Écrire Un défenseur des droits humains en danger

Lors de sa rencontre annuelle au palais présidentiel avec le Conseil des sages musulmans de Banjul pour la korité [Aïd el Fitr], le 2 mai 2022, le président de la République gambienne, Adama Barrow, a accusé le défenseur des droits humains Madi Jobarteh d’être un « fauteur de troubles » et de chercher à répandre la violence dans le pays.

Il semble que cette accusation soit liée à un message, récemment publié sur les réseaux sociaux, dans lequel Madi Jobarteh appelait à la destitution d’un ministre pour mauvaise gestion des terres publiques.

Ces propos du président mettent en danger la sécurité de Madi Jobarteh et portent fondamentalement atteinte au droit à la liberté d’expression en Gambie.

Le président de la République gambienne a porté ces accusations contre Madi Jobarteh dans un discours à l’occasion de sa réunion annuelle avec le Conseil des sages musulmans de Banjul pour la korité [nom donné en Afrique de l’Ouest à l’Aïd el Fitr, fête marquant la fin du jeûne du ramadan], le 2 mai 2022, au palais présidentiel. Madi Jobarteh s’est vu reprocher d’être un fauteur de troubles et de répandre la violence dans le pays. Il semble que ces propos aient été tenus en réponse à un message publié sur les réseaux sociaux par Madi Jobarteh le 20 avril.

Dans cette publication, il appelait à la destitution du ministre de l’Administration du territoire, Musa Drammeh, pour mauvaise gestion des terres publiques. Quelques semaines auparavant, le gouvernement avait reconnu, après la diffusion d’un document confidentiel sur les réseaux sociaux, que des terrains publics avaient été octroyés au vice-président, à plusieurs ministres ainsi qu’à des particuliers. Le gouvernement affirme avoir respecté la loi.

Les accusations formulées par Adama Barrow contre les médias dans ce même discours, selon lesquelles les médias contribueraient à déstabiliser le pays en offrant une tribune à l’un des principaux détracteurs du président, sont contraires aux droits à la liberté d’expression, de réunion pacifique et d’association, qui sont garantis par l’article 25 de la Constitution gambienne.

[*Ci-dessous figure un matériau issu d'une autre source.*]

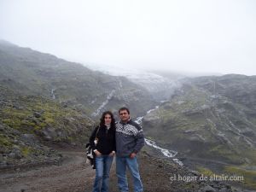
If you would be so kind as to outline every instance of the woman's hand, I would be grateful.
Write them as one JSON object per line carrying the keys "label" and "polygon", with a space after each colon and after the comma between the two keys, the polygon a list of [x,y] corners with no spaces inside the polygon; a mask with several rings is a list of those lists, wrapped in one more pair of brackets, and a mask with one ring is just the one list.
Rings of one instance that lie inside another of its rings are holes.
{"label": "woman's hand", "polygon": [[96,150],[94,153],[97,157],[102,155],[101,152],[99,152],[98,150]]}
{"label": "woman's hand", "polygon": [[115,154],[115,152],[112,151],[108,155],[111,156],[111,157],[113,157],[114,154]]}

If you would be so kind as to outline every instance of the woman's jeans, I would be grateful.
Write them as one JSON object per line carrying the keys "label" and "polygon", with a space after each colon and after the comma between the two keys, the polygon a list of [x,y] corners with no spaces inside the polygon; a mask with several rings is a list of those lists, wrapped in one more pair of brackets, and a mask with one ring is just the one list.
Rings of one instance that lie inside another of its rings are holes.
{"label": "woman's jeans", "polygon": [[108,192],[109,187],[109,172],[113,156],[101,155],[96,157],[96,177],[93,192]]}
{"label": "woman's jeans", "polygon": [[128,192],[128,183],[126,178],[126,166],[132,177],[135,192],[143,191],[143,186],[139,174],[137,157],[116,157],[116,173],[118,177],[118,185],[121,192]]}

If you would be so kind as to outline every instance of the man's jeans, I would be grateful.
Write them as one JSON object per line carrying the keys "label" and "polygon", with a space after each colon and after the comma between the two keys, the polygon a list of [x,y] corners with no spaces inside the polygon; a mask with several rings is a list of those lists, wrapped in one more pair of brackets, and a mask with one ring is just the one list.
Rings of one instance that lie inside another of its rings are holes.
{"label": "man's jeans", "polygon": [[96,177],[93,192],[108,192],[109,187],[109,172],[113,156],[101,155],[96,157]]}
{"label": "man's jeans", "polygon": [[116,174],[118,177],[118,185],[121,192],[128,192],[128,183],[126,178],[126,166],[133,177],[133,186],[135,192],[143,191],[141,181],[137,157],[116,157]]}

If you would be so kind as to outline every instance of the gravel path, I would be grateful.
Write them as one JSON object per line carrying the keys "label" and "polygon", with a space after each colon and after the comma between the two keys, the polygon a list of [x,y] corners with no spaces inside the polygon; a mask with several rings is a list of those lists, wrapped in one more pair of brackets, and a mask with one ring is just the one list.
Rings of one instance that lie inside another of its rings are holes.
{"label": "gravel path", "polygon": [[83,152],[61,152],[61,166],[0,172],[0,192],[90,191],[95,171],[84,162]]}

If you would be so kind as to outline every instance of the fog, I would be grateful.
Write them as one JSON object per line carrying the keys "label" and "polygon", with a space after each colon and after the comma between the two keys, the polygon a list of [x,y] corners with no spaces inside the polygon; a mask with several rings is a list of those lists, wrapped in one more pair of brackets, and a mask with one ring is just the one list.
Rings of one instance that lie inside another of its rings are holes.
{"label": "fog", "polygon": [[0,39],[71,61],[256,74],[253,0],[0,0]]}

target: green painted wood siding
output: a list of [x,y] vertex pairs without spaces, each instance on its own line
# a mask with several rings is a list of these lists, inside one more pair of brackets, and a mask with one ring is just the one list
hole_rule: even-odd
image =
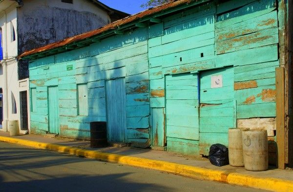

Ce n’est pas la première fois que Madi Jobarteh est la cible de harcèlement. Le 30 juin 2020, il a été arrêté et inculpé de diffusion de fausses informations au titre de l’article 181A du Code pénal, après avoir déclaré, lors d’une manifestation Black Lives Matter qu’il avait organisée, que les autorités n’avaient pas enquêté sur la mort de trois citoyens gambiens tués par des policiers. Les charges ont été abandonnées le mois suivant.
Après son entrée en fonction à l’issue de l’élection présidentielle de 2016, Adama Barrow s’est engagé à mener des réformes décisives pour mettre fin à la répression qui avait marqué le gouvernement de son prédécesseur, Yahya Jammeh. Près de cinq ans plus tard, malgré certains progrès, la situation n’a pas autant évolué que l’on pouvait l’espérer, notamment le paysage législatif gambien, qui n’a guère changé.

Bien que la protection du droit à la liberté d’expression et d’autres droits se soit améliorée depuis 2016, les dispositions législatives répressives de l’ère Jammeh n’ont pas été abolies, comme certains passages de la Loi de 2009 sur l’information et les communications. Ces dispositions sont toujours utilisées pour réprimer les personnes qui défendent les droits humains, mènent des activités militantes ou exercent le métier de journaliste, ainsi que les groupes de la société civile.

En décembre 2021, Adama Barrow a remporté l’élection présidentielle et a été reconduit dans ses fonctions pour un deuxième mandat de cinq ans. Les propos tels que ceux qu’il a tenus à l’encontre de Madi Jobarteh montrent de manière préoccupante que le président peut remettre en cause et menacer les défenseur·e·s des droits humains, les médias et les militant·e·s de la société civile pour leurs activités légitimes.